Not for the first time, the Tricycle Theatre has stepped in where the authorities feared to tread.
Stung by the Government's refusal to hold a full public enquiry into the August public disorder, artistic director Nicolas Kent commissioned Gillian Slovo to compile a verbatim piece on the events and their possible causes. The result is a taut, illuminating two-hour show, boiled down from a mass of interview material, in which we hear the riots described and debated by a diverse range of voices – police, rioters, the owner of a burnt-out flat, lawyers, politicians and social workers.
Michael Gove tells us that his wife thinks of the riots as a Rorschach blot in which bleeding-heart liberals and bring-back-the-birch reactionaries see what they want to find. By going behind the news reports into the individual experiences of participants and observers, The Riots seeks to free us from the trap of our personal prejudices. With the aid of film footage and animated maps, the witness accounts in the first half illustrate how local police insensitivity in Tottenham was the spark that turned a peaceful vigil into a bonfire. But we also learn of the significant pressures on the police themselves, holding back for fear of being thought racist, and hampered by farcical difficulties as when reinforcements from the North got lost because they had driven down in superannuated vans with no sat-nav that they rather hoped would be destroyed in the disturbances and replaced from Met coffers.
"You've got the legitimate anger. And then obviously you have people that jump on that anger," declares a Tottenham-based youth worker. The speculative second half offers a variety of views on the underlying causes, seen in the wider context of mass youth unemployment, the widening gap between rich and poor, and entrenched police attitudes towards young blacks.

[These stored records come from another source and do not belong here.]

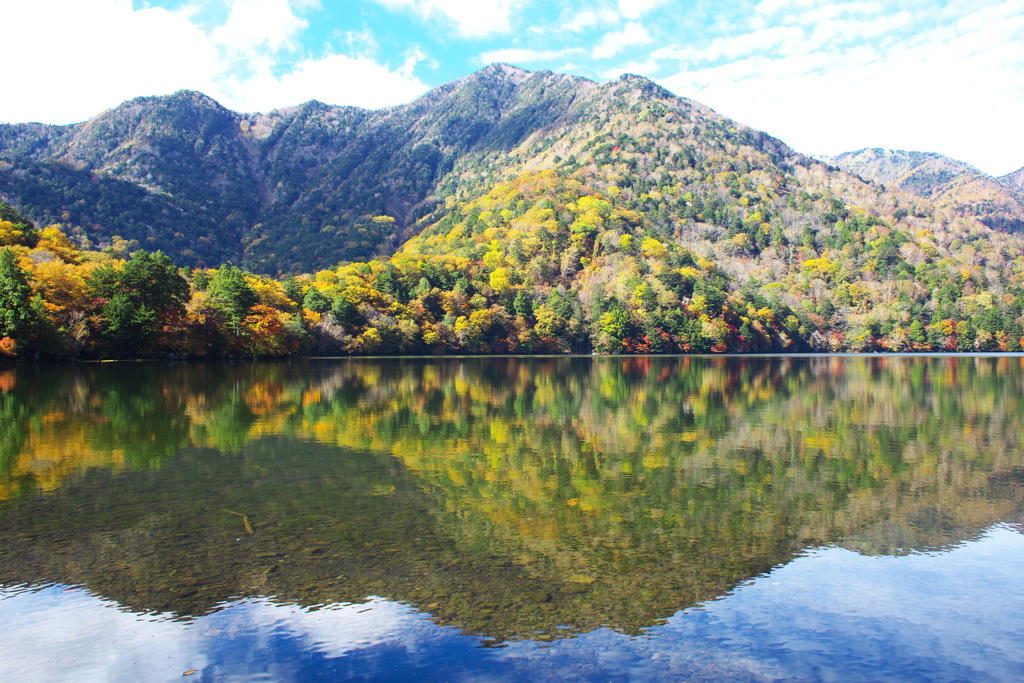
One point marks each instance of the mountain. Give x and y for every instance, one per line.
x=1015, y=179
x=298, y=188
x=997, y=203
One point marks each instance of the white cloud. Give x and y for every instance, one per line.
x=336, y=80
x=474, y=18
x=634, y=9
x=589, y=18
x=518, y=55
x=615, y=41
x=100, y=53
x=956, y=88
x=259, y=24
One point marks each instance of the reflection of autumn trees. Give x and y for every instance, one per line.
x=623, y=488
x=616, y=451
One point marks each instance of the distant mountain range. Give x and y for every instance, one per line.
x=997, y=203
x=302, y=188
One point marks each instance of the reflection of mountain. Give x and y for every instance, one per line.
x=505, y=496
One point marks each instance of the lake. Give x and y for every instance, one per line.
x=506, y=519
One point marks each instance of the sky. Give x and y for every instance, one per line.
x=943, y=76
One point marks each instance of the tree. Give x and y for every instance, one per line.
x=15, y=296
x=315, y=301
x=128, y=326
x=230, y=293
x=148, y=281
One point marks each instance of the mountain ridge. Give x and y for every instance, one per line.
x=949, y=182
x=252, y=174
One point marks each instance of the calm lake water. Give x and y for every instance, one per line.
x=509, y=519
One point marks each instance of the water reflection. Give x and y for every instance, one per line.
x=515, y=499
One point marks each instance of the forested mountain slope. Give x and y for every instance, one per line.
x=997, y=203
x=304, y=187
x=1015, y=179
x=504, y=212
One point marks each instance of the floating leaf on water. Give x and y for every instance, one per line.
x=582, y=579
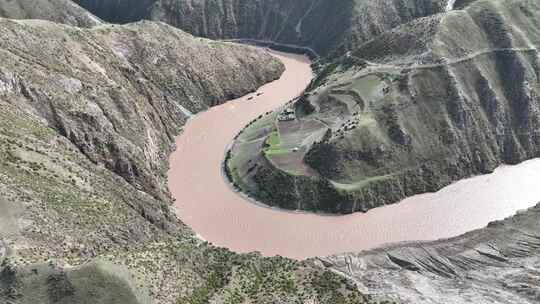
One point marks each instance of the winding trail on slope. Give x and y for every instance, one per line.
x=207, y=204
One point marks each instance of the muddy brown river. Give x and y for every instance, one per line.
x=225, y=218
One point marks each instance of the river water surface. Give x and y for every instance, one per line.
x=216, y=213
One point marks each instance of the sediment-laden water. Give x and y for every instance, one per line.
x=206, y=203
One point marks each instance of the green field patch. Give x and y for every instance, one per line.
x=273, y=145
x=356, y=186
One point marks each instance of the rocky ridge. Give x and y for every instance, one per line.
x=61, y=11
x=346, y=23
x=88, y=120
x=497, y=264
x=386, y=128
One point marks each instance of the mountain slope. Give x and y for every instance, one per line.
x=87, y=122
x=433, y=101
x=322, y=25
x=61, y=11
x=497, y=264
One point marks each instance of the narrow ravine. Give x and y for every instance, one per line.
x=206, y=203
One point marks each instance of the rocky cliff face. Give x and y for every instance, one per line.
x=61, y=11
x=413, y=110
x=87, y=120
x=322, y=25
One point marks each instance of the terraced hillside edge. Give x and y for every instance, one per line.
x=87, y=121
x=428, y=103
x=497, y=265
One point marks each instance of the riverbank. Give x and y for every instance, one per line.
x=206, y=203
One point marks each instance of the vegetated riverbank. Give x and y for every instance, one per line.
x=206, y=203
x=393, y=119
x=88, y=118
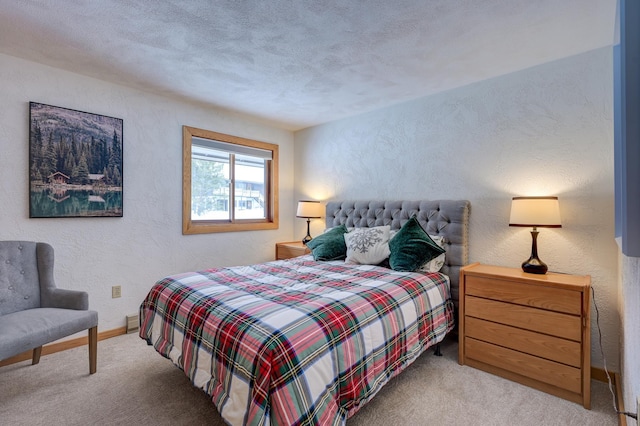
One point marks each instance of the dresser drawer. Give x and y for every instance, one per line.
x=554, y=299
x=534, y=319
x=541, y=345
x=553, y=373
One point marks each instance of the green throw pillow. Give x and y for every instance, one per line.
x=411, y=247
x=330, y=245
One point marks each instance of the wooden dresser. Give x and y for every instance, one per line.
x=529, y=328
x=290, y=249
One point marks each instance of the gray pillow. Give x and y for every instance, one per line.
x=412, y=247
x=330, y=245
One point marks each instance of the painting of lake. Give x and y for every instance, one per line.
x=75, y=163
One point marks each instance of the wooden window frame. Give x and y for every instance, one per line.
x=190, y=226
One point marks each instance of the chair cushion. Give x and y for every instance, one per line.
x=24, y=330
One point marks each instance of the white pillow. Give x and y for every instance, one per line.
x=368, y=246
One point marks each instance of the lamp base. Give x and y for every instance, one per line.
x=307, y=238
x=533, y=265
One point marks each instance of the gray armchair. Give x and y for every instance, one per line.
x=33, y=311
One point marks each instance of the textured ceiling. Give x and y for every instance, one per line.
x=297, y=63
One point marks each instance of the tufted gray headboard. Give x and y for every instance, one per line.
x=449, y=218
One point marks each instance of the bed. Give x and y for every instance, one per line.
x=301, y=341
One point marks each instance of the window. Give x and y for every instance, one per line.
x=229, y=183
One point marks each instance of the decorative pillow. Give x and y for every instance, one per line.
x=368, y=246
x=329, y=245
x=434, y=265
x=412, y=247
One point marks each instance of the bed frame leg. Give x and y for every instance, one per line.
x=437, y=351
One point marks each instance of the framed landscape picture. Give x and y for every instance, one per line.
x=75, y=163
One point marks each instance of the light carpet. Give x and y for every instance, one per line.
x=136, y=386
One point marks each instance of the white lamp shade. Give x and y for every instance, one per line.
x=309, y=209
x=535, y=211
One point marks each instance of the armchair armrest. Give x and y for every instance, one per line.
x=65, y=299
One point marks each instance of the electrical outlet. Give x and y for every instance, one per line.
x=116, y=291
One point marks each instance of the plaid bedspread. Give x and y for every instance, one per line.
x=295, y=342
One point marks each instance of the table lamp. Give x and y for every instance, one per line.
x=536, y=212
x=309, y=210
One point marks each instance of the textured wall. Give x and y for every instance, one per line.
x=93, y=254
x=547, y=130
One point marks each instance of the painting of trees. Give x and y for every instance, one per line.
x=75, y=163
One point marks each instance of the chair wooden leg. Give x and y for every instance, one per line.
x=93, y=349
x=36, y=355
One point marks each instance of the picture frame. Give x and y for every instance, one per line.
x=75, y=163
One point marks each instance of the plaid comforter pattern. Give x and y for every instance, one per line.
x=295, y=342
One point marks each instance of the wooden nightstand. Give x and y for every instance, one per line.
x=290, y=249
x=529, y=328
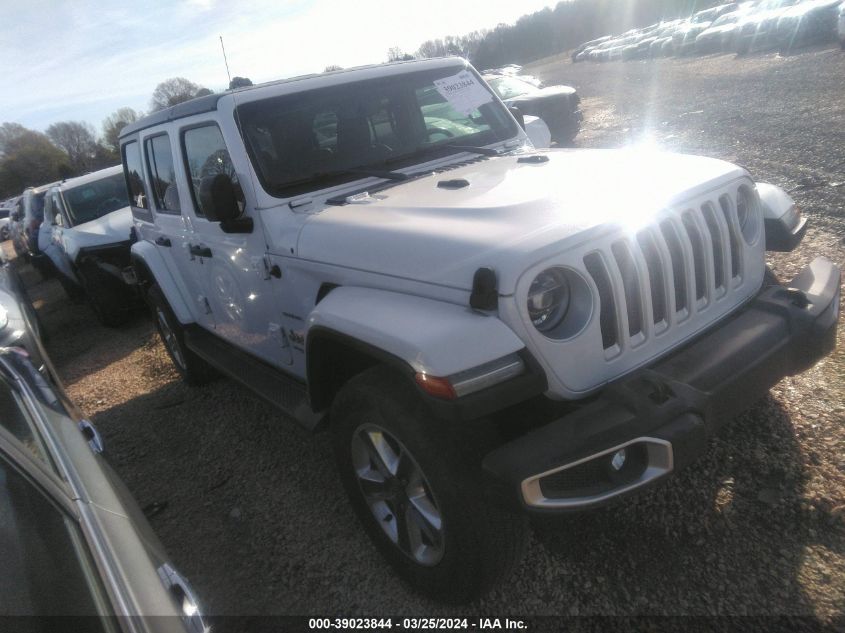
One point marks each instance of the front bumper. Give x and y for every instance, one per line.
x=662, y=415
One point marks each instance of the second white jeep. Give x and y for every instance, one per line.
x=487, y=330
x=85, y=237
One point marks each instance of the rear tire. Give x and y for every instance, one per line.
x=193, y=369
x=424, y=505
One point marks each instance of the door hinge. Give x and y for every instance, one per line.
x=271, y=269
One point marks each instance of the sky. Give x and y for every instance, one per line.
x=78, y=60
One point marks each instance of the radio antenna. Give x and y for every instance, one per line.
x=225, y=61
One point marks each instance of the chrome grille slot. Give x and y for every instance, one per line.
x=676, y=253
x=736, y=259
x=653, y=287
x=657, y=278
x=607, y=306
x=630, y=286
x=719, y=244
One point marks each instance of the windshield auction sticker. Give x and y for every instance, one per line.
x=463, y=91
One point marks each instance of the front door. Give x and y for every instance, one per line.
x=241, y=291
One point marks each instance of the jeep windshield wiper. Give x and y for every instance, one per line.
x=377, y=173
x=484, y=151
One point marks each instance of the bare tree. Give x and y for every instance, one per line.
x=8, y=133
x=29, y=159
x=172, y=91
x=77, y=139
x=395, y=54
x=239, y=82
x=114, y=123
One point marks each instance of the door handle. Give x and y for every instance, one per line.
x=199, y=250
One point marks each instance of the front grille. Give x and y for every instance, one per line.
x=665, y=272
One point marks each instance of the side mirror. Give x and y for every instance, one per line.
x=218, y=199
x=517, y=114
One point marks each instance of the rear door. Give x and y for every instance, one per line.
x=50, y=235
x=171, y=232
x=243, y=298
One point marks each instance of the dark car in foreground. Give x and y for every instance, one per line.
x=73, y=542
x=558, y=106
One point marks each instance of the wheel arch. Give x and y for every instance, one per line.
x=354, y=328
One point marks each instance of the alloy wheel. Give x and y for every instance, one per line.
x=398, y=494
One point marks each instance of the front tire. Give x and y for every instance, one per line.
x=193, y=369
x=418, y=494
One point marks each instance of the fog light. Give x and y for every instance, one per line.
x=618, y=460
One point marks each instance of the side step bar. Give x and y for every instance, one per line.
x=273, y=385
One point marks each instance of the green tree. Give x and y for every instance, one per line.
x=114, y=123
x=78, y=141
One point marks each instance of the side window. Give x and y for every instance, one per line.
x=56, y=204
x=206, y=155
x=47, y=568
x=15, y=419
x=48, y=208
x=134, y=175
x=162, y=173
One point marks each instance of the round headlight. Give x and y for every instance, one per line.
x=747, y=210
x=548, y=299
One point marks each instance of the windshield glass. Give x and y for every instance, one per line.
x=726, y=19
x=299, y=140
x=510, y=87
x=95, y=199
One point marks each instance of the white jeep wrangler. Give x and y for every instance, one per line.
x=488, y=330
x=85, y=237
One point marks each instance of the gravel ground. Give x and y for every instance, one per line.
x=249, y=505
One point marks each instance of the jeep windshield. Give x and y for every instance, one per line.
x=95, y=199
x=327, y=136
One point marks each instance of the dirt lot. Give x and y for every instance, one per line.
x=251, y=510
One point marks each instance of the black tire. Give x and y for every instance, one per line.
x=193, y=369
x=478, y=542
x=110, y=303
x=770, y=279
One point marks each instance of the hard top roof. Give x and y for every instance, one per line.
x=208, y=103
x=91, y=177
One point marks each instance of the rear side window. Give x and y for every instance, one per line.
x=134, y=175
x=47, y=569
x=206, y=155
x=162, y=173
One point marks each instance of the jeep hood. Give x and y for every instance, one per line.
x=508, y=216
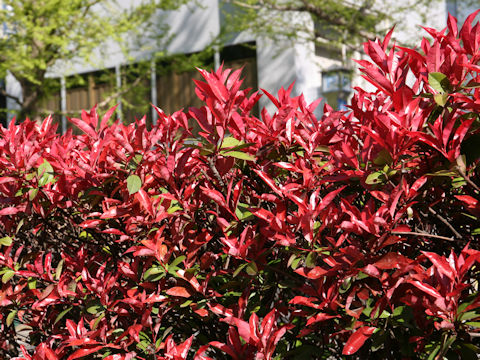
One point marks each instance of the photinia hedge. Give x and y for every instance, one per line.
x=283, y=236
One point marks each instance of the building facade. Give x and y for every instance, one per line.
x=318, y=71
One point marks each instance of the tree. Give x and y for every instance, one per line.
x=39, y=34
x=336, y=22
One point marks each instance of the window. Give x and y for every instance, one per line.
x=336, y=87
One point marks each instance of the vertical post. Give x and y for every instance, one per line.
x=63, y=103
x=216, y=58
x=118, y=77
x=153, y=87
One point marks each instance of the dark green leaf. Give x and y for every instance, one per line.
x=134, y=183
x=439, y=82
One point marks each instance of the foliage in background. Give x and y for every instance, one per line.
x=282, y=236
x=37, y=34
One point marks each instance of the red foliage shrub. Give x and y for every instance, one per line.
x=282, y=236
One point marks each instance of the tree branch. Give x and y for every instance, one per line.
x=422, y=234
x=13, y=97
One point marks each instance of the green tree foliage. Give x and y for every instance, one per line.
x=336, y=22
x=40, y=33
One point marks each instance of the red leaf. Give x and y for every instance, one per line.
x=178, y=291
x=142, y=197
x=315, y=273
x=441, y=264
x=269, y=182
x=9, y=211
x=426, y=288
x=357, y=339
x=86, y=128
x=84, y=352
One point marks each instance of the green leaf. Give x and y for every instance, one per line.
x=230, y=141
x=242, y=212
x=472, y=85
x=295, y=263
x=311, y=259
x=62, y=314
x=94, y=307
x=374, y=178
x=7, y=275
x=469, y=315
x=251, y=269
x=11, y=316
x=33, y=194
x=134, y=183
x=441, y=99
x=439, y=82
x=186, y=303
x=434, y=353
x=174, y=206
x=58, y=271
x=6, y=241
x=239, y=269
x=239, y=155
x=45, y=173
x=32, y=283
x=383, y=158
x=177, y=261
x=98, y=319
x=154, y=274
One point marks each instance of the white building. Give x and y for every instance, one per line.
x=317, y=71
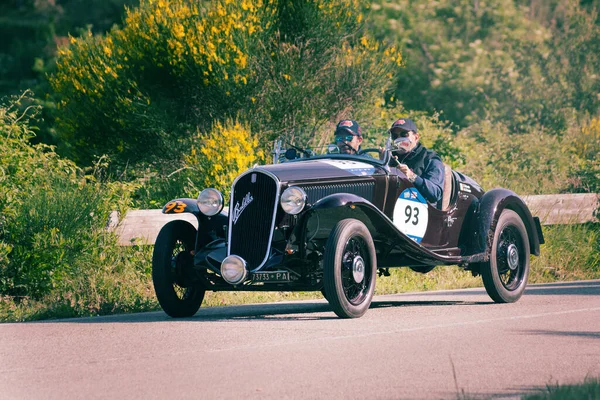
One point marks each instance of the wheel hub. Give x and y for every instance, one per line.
x=358, y=269
x=512, y=256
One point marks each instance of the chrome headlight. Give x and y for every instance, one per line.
x=293, y=200
x=233, y=269
x=210, y=202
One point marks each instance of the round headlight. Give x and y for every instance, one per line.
x=293, y=200
x=210, y=202
x=233, y=269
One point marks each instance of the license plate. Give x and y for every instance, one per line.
x=271, y=276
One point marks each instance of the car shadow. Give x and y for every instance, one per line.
x=293, y=311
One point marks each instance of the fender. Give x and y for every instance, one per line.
x=209, y=228
x=491, y=205
x=183, y=205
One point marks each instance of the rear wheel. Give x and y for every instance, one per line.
x=349, y=269
x=505, y=274
x=177, y=290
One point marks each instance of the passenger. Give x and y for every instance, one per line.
x=423, y=167
x=348, y=136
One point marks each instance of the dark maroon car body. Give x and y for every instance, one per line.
x=285, y=252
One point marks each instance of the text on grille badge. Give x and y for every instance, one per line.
x=238, y=209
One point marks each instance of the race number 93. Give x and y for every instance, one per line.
x=175, y=207
x=411, y=214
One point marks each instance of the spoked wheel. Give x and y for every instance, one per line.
x=505, y=274
x=349, y=269
x=177, y=290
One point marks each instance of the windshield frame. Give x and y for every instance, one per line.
x=342, y=156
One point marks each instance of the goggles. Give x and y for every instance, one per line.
x=344, y=138
x=398, y=133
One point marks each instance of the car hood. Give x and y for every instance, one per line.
x=321, y=169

At one end, there are folk like Mr Gove who castigates the rioters as a "vicious lawless and immoral minority" and who cannot see why the state should pay for youth services when you can join the scouts for free. At the other, there's the perhaps patronisingly liberal attitude that says you can hardly expect deprived youth not to turn into looters in a world where greedy bankers and MPs set such an appalling example. While its sympathies are evidently left-leaning, this powerfully performed piece makes you think without making your mind up for you.